This document has instructions for running T5 inference using Intel-optimized PyTorch.
Follow the instructions to setup your bare metal environment on either Linux or Windows systems. Once all the setup is done, the Model Zoo can be used to run a quickstart script.
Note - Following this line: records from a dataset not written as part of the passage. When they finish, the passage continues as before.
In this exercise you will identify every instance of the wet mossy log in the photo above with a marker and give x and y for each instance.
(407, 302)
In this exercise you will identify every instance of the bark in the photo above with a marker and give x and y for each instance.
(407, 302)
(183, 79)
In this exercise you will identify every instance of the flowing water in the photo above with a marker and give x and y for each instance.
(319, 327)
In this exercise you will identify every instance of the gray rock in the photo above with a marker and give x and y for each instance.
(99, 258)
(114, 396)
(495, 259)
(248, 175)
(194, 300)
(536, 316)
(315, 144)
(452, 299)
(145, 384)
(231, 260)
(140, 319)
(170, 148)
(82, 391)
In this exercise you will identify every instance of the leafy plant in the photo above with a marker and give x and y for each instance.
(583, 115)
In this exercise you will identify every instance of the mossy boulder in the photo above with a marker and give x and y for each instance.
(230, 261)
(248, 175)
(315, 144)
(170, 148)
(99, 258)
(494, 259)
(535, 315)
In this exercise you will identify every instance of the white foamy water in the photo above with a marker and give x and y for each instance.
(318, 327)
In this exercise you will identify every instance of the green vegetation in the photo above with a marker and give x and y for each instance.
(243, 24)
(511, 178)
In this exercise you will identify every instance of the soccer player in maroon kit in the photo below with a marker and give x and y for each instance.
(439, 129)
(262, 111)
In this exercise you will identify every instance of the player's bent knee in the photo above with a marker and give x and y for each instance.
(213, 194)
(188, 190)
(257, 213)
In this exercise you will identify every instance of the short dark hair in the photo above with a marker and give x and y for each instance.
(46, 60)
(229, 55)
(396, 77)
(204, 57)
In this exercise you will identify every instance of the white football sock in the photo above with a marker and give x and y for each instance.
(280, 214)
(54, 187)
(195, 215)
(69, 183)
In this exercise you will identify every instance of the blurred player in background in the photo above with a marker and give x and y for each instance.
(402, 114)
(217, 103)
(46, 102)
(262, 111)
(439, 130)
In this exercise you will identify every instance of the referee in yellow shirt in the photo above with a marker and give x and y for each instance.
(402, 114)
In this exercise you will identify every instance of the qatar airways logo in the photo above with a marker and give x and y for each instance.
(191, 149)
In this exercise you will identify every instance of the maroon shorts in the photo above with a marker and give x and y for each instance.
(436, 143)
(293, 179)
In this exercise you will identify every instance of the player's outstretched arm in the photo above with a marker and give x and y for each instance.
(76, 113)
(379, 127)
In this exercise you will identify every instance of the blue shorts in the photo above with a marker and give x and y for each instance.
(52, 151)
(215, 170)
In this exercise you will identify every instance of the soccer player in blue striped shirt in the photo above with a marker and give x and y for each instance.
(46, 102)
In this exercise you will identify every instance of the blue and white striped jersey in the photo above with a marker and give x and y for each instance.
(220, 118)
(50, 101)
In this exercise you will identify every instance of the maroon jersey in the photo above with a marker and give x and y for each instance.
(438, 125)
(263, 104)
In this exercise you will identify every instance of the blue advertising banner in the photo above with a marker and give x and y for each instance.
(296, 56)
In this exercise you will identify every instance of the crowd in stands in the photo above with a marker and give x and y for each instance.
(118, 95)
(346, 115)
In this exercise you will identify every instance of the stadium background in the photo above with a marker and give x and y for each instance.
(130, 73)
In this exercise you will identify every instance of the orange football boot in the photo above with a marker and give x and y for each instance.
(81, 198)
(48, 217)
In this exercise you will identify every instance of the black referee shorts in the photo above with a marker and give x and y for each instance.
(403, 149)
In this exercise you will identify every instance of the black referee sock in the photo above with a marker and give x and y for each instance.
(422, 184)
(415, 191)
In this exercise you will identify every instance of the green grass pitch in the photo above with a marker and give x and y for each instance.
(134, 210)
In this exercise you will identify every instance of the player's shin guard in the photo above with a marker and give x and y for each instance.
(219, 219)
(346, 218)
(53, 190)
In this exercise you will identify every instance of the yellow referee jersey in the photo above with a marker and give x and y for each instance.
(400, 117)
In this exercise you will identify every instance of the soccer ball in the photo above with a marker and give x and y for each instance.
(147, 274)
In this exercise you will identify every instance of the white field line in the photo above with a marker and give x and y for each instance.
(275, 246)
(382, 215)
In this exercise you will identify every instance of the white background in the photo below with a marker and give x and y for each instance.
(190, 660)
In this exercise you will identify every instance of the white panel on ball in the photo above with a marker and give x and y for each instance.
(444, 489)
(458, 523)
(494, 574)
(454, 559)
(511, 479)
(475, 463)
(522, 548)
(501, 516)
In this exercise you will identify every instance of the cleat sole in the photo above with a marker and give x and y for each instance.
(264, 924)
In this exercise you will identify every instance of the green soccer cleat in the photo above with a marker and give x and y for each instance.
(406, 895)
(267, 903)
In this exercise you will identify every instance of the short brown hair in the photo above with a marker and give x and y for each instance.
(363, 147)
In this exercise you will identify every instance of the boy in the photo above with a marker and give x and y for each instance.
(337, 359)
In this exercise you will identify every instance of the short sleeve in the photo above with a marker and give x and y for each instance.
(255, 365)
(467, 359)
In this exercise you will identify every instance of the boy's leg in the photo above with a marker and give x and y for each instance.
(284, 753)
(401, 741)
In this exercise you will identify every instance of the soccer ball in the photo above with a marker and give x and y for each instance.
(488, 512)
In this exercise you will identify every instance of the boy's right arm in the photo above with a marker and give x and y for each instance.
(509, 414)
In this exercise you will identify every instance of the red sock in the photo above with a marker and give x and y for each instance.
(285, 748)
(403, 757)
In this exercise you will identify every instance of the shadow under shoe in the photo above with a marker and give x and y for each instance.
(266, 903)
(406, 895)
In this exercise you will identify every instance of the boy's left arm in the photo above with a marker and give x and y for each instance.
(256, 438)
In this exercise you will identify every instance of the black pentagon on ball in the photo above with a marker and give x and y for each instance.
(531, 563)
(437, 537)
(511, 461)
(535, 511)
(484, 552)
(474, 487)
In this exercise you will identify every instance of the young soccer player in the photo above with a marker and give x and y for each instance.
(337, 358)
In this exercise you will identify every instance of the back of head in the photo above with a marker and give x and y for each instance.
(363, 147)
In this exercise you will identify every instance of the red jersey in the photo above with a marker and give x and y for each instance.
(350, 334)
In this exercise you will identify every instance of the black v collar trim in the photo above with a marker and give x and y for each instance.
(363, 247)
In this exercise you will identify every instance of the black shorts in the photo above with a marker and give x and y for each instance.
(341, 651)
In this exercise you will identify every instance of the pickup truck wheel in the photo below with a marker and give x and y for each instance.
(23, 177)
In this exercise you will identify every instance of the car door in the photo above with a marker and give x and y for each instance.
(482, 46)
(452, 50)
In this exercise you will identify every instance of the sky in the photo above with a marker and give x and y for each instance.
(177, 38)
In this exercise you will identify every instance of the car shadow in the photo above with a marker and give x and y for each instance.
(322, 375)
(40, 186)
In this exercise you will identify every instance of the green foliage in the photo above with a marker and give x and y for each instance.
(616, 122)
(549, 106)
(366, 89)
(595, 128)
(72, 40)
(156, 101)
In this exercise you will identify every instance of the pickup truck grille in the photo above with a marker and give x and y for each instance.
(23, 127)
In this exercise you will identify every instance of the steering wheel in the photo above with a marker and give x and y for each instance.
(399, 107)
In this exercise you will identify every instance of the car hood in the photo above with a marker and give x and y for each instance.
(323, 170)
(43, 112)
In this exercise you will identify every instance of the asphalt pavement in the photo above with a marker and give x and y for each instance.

Ensure that you install dependencies and have a clone of the Model Zoo Github repository.
- Install dependencies
pip install transformers
pip install -r requirements.txt
- Clone Model Zoo repo
git clone https://github.com/IntelAI/models.git
backend | performance |
---|---|
IPEX | bash run_inference.sh ipex |
Offical Pytorch | bash run_inference.sh pytorch |
Follow link to install Miniconda and build Pytorch, IPEX, TorchVison and Jemalloc.
-
Set Jemalloc Preload for better performance
After Jemalloc setup, set the following environment variables.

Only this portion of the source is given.